Bill Brown ... Xiamen University
Like a coating of glaze over earthenware are fervent lips with an evil heart. Proverbs 26: 23
For we have this treasure in earthen vessels [jars of clay] 2 Cor. 4:7
What is this "treasure?" Verse 6: "For God, who said, "Let light shine out of darkness, made his light shine in our hearts to give us the light of the knowledge of the glory of God in the face of Christ."
The "treasure" is God's light, eternal, which is in temporal, fragile clay vessels. (οστρακινοις -- ostrakinos). So why keep a treasure in earthenware? Perhaps to make sure our focus remains on the treasure and not the vessel holding it.
Of course, clay vessels are underrated because they are common, and used for humble purposes, but where would we be without them. Most people could not afford expensive metal vessels--or porcelain.
Dehua, four hours north of Xiamen in Quanzhou, was one of China's four ancient portelain centers, and I've visited it many times. Some of their blanc de Chine (white porcelain) is in museums all over the world. I marvel at its delicacy--transparent, almost like crystal. I even have some Dehua porcelain that has been given to me. But I never use it; it stays on a shelf, behind glass, where it cannot be broken.
Centuries ago, some European kings literally bankrupted their nations in their quest to find the secret of porcelain production (while Chinese used chopsticks and ethereal porcelain dishes, Europeans used their fingers and wooden trenchers). Kings even locked alchemists in dungeons, telling them they would be freed only when they learned how to transform earth to porcelain (akin to the quest of transforming lead to gold). Many alchemists live and died in their dungeons seeking this secret.
Porcelain is beautiful but earthen vessels are more useful, even if common and cheap. But place a treasure within that clay vessel and it too becomes valuable--but only because of the treasure (God's light) within. Should the clay vessel, however, delude itself into thinking that its value lies in itself and not in the treasure, it has become like the glazed earthenware in Proverbs 26:23.
From the Garden on we have tended to think the treasure is us, rather than Who is in us. We are the clay, not the potter, and our value lies not in us (we're just a few pounds of minerals and a few gallons of water), but in what we hold--and in what we do. Earthen vessels were made for a purpose, and when they fulfill that purpose they are of more value, at least at that moment, than a palace of pretty but useless porcelain.
And perhaps that is why He made us earthen vessels instead of porcelain---that we might be less tempted to spend our lives admiring ourselves in the mirror or placing ourselves on a porcelain pedestal, and instead seeking to share that treasure within us.
"A Passion for Porcelain" (Excerpted from "Mystic Quanzhou")
While it is true that Westerners sold opium, for centuries the but Chinese trafficked in porcelain, which for the royalty of Europe was more addictive than any poppy product. Thin as eggshells, translucent in sunlight, ringing like a bell when struck, porcelain captured the imagination of Westerners like nothing since Cleopatra’s Chinese silk negligees, and was so seductive in its allure that Europeans used “China” as a euphemism for “sex.”

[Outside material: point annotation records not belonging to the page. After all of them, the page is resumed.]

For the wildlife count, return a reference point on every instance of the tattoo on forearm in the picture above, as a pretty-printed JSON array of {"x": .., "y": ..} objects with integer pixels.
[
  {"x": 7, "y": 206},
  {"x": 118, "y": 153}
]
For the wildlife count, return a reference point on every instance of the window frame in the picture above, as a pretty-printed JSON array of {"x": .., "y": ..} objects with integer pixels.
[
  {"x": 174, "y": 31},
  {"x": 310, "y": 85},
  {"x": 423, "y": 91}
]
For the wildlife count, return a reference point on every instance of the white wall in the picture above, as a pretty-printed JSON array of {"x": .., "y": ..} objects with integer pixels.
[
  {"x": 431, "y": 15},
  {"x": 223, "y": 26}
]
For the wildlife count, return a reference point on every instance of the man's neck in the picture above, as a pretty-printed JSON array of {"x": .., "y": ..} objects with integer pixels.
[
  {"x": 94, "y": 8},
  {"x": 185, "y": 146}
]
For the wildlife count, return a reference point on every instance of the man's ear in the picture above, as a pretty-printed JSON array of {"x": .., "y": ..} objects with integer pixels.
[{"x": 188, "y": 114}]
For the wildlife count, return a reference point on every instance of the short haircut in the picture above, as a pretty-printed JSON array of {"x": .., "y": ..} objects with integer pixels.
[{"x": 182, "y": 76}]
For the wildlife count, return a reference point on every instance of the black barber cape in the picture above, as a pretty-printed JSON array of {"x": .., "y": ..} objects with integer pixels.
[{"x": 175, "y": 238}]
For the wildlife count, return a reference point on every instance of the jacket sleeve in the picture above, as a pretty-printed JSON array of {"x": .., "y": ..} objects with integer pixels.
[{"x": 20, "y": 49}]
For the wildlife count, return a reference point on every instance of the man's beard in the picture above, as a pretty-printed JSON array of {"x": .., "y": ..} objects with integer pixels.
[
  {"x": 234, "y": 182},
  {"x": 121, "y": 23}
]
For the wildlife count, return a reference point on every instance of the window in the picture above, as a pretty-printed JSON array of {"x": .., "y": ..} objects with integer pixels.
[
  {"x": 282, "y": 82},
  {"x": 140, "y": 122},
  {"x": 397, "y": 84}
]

Janet Gleeson, author of “The Arcanum,”i an absorbing account of the Europeans’ pursuit of porcelain, notes that in Wycherley’s 1675 play, “The Country Wife,” an admirer sees Mr. Horner with Lady Fiddler and begs, “…don’t think to give other people china, and me none; come in with me too.” After Lady Fiddler comments, “… we women of quality never think we have china enough,” the exhausted Mr. Horner says, “Do not take ill, I cannot make china for you all…”
European monarchs gleefully bankrupted national treasuries to satisfy their passion for porcelain. And like monarchs who a millennia earlier were obsessed with spying out the secrets of silk, so Europe’s kings were driven to fathom the secret behind porcelain, which like silk was worth more than its weight in gold. Countless potters and scientists were imprisoned until they either produced porcelain or rotted in the attempt. Most rotted. But Quanzhou had the answer....
i “The Arcanum—The Extraordinary True Story,” by Janet Gleeson, reads better than a mystery or thriller as Janet Gleeson recounts the incredible lengths to which Europeans went to discover the “Arcanum” (the secret of porcelain production), and the extremes they went too to preserve the Arcanum once they discovered it. The European’s passion for porcelain created an entire industry for corporate espionage, and counter-espionage.